The creature was fifty paces long and made of pure muscle, but that was not the worst of it.
Seemingly in control of the animals were two draugrs waiting among the wolves.
“Bleeding skies,” Luccan hissed. “If we live through this, it will be a miracle!”
“The lindwyrm has venom,” I shouted. “It will spit that venom, so steer clear of it.”
“How will we kill it if we have to stay away?” Neve held up a dagger. “These aren’t good for range fighting.”
“Harvadril,” I said, not wanting to risk someone with skin that the venom could burn off.
Not to mention, I had doubts that any of us could do what I was about to ask of the draugr. The lindwyrm was thick and while Luccan, Caelo, Freyia, and I were strong and experienced fighters, the draugr was more so.
“Harvadril, slice the lindwyrm in half. Then we fight our way up.” I rarely prayed to the dead gods, but I did so now, singling out Tyiel, God of Battle.
If no more ogres came and if the wolves and the enemy draugrs would just stay on the steps long enough for the lindwyrm to die, we might have a chance.
“Ogres incoming,” Freyia said, dashing my faint hopes as the ground trembled with their great weight. “I’d say six or seven, judging by the cadence of their footfalls.”
Of course they were. They were starving and had finished whatever mayhem they were causing in the other corridors. They’d caught on to our scent and hoped to feed more decadently.
“Harvadril, kill that wyrm!” Neve commanded, panic rising in her voice.
I grasped her forearm. She needed to keep her head. For that, I suspected Neve required a task, and I had just the one.
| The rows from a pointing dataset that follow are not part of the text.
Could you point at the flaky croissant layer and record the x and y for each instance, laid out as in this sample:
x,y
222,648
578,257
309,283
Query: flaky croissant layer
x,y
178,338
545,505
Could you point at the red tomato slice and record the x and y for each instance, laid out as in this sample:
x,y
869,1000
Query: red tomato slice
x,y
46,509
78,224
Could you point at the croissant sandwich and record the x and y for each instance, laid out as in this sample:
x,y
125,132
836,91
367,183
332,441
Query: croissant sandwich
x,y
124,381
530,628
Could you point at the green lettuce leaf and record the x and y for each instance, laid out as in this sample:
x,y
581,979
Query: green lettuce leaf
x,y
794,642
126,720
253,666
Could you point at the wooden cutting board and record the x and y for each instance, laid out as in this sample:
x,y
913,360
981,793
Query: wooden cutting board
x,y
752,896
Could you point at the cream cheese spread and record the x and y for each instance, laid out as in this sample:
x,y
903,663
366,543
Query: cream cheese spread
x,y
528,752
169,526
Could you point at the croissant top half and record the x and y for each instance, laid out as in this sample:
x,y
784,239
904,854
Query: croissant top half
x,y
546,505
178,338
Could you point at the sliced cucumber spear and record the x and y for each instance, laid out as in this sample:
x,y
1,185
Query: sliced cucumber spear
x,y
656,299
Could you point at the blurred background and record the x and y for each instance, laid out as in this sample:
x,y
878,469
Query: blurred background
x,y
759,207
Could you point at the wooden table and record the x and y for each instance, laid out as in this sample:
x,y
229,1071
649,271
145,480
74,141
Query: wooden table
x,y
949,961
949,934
“Wife, shoot icicles at the wolves. Aim for their soft side.”
The cold in the underbelly of the coinary deepened as Neve called upon her magic for the first time in days. Since we’d traveled to Vitvik, we’d all saved up our powers, just in case disaster struck. The time to use them had come, and no one here possessed more power than my mate.
She released four spear-like icicles as long as Skelda.
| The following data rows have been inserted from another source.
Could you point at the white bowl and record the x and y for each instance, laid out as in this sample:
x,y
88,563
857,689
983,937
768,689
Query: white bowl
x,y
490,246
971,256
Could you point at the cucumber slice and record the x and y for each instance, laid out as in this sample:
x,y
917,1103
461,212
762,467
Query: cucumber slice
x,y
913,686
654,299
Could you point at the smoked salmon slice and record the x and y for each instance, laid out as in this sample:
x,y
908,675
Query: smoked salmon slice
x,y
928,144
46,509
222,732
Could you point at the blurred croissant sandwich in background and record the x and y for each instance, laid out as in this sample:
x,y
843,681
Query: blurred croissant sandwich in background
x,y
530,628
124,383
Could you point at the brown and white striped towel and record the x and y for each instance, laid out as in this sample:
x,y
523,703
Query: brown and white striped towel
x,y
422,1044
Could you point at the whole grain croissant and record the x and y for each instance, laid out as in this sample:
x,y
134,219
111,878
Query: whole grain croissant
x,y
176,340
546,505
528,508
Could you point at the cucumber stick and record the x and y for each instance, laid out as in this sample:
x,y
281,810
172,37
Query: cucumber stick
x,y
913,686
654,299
Three hit their targets, one shattered on the steep steps behind an enemy draugr—female by the looks of her.
The corpse monster let out a roar, but as the lindwyrm was closing in on us, their faraway anger was the least of my worries.
My stomach danced as Harvadril climbed a dozen more steps and approached the long, thin dragon.
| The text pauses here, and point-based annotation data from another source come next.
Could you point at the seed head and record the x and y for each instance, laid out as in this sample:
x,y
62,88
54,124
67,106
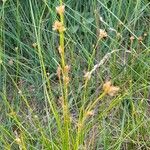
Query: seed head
x,y
58,26
140,39
59,72
110,89
132,38
67,68
60,9
87,76
18,140
102,34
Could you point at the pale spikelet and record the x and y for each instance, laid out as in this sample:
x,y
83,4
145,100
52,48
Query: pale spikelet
x,y
58,26
66,79
67,69
60,49
90,113
87,75
18,140
110,89
102,34
16,48
60,9
34,45
10,62
145,34
140,39
59,72
132,38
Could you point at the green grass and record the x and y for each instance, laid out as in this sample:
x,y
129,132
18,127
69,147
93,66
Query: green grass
x,y
40,111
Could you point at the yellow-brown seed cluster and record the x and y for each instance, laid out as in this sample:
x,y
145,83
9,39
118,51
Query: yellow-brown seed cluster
x,y
60,9
102,34
110,89
59,26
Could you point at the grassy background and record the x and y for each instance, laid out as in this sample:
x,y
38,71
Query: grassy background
x,y
121,122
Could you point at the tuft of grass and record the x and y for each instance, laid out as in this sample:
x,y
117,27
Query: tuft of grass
x,y
76,88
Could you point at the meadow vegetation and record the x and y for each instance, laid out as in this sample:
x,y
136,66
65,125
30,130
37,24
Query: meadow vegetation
x,y
74,74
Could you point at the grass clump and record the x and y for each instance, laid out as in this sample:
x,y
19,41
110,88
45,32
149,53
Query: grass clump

The lindwyrm unfurled and wasted no time in spitting venom. As Harvadril was skeletal, it went right through him and shot down the stairs. Caelo, Luccan, Neve and I ducked, but paces behind us, someone screamed.
“Tanziel!” Bac shouted.
I twisted to see that Bac had hurled Balvor from his grasp. He must have also released Balvor from his powers for when the leprechaun rose to stand, a stream of curses left his lips.
“How is she?” I called, lunging forward and stabbing a section of the lindwyrm that had slithered too close while Harvadril battled the beast face to face.
“It’s burning through her cheek!” Bac yelled back.